Spark event logging with s3a

classic Classic list List threaded Threaded
1 message Options
Reply | Threaded
Open this post in threaded view
|

Spark event logging with s3a

David Hesson

We are trying to use spark event logging with s3a as a destination for event data.

 

We added these settings to the spark submits:

 

spark.eventLog.dir s3a://ourbucket/sparkHistoryServer/eventLogs

spark.eventLog.enabled true

 

Everything works fine with smaller jobs, and we can see the history data in the history server that’s also using s3a.
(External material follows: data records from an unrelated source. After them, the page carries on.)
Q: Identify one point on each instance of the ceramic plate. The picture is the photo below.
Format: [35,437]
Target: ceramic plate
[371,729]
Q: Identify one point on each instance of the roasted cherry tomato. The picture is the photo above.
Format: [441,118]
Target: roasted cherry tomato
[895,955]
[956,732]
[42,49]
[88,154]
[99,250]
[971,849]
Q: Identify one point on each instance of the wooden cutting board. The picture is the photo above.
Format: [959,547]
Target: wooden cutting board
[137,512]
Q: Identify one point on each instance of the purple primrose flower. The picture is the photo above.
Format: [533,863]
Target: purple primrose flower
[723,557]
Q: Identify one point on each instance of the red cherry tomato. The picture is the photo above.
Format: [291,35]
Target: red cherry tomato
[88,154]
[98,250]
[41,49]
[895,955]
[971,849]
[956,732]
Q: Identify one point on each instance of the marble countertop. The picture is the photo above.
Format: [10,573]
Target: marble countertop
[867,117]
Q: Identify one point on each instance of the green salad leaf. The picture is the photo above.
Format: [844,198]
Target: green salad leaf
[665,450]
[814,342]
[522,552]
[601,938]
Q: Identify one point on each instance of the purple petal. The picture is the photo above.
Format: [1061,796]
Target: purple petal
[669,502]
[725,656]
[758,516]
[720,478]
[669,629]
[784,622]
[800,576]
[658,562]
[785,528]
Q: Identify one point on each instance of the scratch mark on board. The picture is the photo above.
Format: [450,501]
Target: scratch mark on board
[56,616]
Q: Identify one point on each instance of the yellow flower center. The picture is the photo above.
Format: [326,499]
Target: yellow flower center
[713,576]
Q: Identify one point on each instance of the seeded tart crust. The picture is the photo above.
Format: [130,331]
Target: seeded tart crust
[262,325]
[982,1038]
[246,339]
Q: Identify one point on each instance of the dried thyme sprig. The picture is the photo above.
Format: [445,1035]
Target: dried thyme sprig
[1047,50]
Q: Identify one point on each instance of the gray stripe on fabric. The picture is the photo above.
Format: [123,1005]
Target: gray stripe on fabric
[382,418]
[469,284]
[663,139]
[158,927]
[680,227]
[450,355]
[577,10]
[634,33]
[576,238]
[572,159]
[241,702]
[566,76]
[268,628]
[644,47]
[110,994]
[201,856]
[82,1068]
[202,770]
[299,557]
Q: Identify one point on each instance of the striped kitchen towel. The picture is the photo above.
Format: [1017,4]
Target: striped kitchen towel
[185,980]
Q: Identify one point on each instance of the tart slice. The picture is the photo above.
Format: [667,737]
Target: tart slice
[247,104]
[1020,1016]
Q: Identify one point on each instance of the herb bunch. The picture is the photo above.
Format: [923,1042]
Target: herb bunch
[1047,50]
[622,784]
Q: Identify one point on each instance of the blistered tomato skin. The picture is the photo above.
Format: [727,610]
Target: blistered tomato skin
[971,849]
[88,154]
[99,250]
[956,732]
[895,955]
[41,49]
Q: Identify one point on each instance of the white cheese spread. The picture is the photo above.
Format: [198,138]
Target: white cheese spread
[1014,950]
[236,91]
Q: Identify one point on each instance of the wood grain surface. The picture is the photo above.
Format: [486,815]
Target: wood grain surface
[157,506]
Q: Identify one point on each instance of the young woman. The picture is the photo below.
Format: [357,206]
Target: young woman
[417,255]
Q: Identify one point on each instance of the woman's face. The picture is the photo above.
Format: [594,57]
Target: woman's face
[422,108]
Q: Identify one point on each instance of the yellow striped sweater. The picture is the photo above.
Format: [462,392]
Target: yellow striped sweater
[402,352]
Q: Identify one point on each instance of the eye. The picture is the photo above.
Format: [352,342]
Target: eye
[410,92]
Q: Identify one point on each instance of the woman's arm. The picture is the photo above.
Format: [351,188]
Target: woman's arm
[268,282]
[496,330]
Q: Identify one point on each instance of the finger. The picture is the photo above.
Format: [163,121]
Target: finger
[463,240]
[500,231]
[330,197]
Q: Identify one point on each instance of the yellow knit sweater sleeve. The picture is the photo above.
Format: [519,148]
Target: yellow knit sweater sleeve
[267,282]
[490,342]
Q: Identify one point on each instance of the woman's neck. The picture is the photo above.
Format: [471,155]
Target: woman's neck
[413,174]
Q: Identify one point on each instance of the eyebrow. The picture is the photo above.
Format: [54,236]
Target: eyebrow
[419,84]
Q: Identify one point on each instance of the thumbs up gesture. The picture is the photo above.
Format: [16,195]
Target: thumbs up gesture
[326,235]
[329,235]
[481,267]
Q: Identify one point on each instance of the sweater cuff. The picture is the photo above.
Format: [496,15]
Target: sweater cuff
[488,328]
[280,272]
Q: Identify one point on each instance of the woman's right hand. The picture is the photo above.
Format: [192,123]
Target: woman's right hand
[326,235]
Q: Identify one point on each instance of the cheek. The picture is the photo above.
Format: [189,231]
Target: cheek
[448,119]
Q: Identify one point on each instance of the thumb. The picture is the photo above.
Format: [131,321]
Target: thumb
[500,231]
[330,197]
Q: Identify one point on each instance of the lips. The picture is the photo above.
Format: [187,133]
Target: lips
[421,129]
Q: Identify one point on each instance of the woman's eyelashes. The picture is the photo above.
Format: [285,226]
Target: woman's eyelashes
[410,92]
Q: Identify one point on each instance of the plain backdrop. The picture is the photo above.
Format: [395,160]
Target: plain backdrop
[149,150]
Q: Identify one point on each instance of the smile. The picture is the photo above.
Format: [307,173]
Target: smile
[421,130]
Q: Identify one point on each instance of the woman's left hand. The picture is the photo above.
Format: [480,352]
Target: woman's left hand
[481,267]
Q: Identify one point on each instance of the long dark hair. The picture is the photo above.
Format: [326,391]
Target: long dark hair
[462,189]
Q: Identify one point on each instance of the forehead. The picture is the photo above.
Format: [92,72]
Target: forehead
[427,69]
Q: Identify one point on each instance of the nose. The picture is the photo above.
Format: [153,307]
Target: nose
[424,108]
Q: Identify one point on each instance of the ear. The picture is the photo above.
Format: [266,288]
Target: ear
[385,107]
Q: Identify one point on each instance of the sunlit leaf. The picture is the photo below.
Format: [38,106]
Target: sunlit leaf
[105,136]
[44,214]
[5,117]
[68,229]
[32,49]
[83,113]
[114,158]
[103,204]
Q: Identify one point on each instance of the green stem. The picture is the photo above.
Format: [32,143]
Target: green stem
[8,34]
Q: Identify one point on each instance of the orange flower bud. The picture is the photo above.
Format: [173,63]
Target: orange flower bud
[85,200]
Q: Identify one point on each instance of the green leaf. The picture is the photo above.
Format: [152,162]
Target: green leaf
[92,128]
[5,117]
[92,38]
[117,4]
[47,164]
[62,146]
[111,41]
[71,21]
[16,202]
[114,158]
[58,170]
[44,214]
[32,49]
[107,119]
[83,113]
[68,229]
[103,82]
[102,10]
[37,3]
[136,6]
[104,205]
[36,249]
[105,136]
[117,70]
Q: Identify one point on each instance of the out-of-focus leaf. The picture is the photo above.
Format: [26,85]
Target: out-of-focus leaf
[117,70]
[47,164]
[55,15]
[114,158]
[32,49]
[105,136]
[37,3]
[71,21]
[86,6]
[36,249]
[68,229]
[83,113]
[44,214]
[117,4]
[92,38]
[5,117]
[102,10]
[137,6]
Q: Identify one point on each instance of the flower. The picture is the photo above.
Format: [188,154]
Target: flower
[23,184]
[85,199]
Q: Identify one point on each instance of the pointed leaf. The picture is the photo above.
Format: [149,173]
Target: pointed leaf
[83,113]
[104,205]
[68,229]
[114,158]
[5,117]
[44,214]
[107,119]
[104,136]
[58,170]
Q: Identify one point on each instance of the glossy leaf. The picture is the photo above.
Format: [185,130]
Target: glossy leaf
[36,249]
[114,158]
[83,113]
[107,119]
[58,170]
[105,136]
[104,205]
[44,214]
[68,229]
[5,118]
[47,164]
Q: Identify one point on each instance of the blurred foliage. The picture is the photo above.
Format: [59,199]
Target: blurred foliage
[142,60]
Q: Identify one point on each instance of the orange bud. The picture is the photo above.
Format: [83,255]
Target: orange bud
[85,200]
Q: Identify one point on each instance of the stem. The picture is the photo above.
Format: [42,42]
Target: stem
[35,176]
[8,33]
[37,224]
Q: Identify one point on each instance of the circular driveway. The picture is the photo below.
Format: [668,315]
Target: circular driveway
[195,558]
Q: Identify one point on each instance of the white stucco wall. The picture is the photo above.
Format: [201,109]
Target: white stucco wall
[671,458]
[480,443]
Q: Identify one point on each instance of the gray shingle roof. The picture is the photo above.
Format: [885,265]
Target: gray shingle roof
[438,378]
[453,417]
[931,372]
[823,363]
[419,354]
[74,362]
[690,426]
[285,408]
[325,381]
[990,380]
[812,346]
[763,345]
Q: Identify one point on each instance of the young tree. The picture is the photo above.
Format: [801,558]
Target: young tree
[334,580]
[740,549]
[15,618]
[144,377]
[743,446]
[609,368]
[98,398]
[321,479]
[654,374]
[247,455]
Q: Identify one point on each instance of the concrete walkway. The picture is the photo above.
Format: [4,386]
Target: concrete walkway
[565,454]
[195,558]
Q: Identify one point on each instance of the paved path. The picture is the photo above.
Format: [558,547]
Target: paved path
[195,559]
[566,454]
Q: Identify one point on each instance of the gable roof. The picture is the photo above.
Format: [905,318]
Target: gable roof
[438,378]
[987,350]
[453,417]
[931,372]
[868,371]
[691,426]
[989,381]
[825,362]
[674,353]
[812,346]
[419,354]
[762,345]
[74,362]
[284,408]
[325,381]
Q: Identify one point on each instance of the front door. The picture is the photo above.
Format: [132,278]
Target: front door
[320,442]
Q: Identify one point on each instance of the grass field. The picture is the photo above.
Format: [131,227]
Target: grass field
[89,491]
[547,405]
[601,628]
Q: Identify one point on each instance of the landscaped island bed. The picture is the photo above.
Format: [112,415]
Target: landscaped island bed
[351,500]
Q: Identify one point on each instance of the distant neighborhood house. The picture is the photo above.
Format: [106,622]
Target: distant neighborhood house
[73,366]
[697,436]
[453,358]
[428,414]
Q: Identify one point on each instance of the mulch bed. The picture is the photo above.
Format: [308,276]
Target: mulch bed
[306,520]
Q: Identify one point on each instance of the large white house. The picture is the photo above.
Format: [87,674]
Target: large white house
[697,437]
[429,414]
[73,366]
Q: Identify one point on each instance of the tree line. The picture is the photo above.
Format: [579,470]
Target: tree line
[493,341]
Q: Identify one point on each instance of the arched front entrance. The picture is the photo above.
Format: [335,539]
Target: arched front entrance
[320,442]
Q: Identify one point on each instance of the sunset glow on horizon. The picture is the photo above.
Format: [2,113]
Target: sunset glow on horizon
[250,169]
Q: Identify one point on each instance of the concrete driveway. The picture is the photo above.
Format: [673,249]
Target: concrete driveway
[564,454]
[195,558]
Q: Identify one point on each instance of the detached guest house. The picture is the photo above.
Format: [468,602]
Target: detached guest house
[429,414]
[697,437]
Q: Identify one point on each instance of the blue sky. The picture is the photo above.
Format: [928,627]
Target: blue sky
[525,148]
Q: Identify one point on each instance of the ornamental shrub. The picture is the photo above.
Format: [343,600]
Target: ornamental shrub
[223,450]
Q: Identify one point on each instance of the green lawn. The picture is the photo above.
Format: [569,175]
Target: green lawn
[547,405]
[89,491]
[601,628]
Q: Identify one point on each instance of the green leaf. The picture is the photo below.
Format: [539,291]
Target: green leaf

However, when we tried a job with a few hundred gigs of data that goes through multiple stages, it was dying with OOM exception (same job works fine with spark.eventLog.enabled false)

 

18/10/22 23:07:22 ERROR util.Utils: uncaught error in thread SparkListenerBus, stopping SparkContext

java.lang.OutOfMemoryError

    at java.io.ByteArrayOutputStream.hugeCapacity(ByteArrayOutputStream.java:123)

    at java.io.ByteArrayOutputStream.grow(ByteArrayOutputStream.java:117)

    at java.io.ByteArrayOutputStream.ensureCapacity(ByteArrayOutputStream.java:93)

 

Full stack trace: https://gist.github.com/davidhesson/bd64a25f04c6bb241ec398f5383d671c

 

Does anyone have any insight or experience with using spark history server with s3a? Is this problem being caused by perhaps something else in our configs? Any help would be appreciated.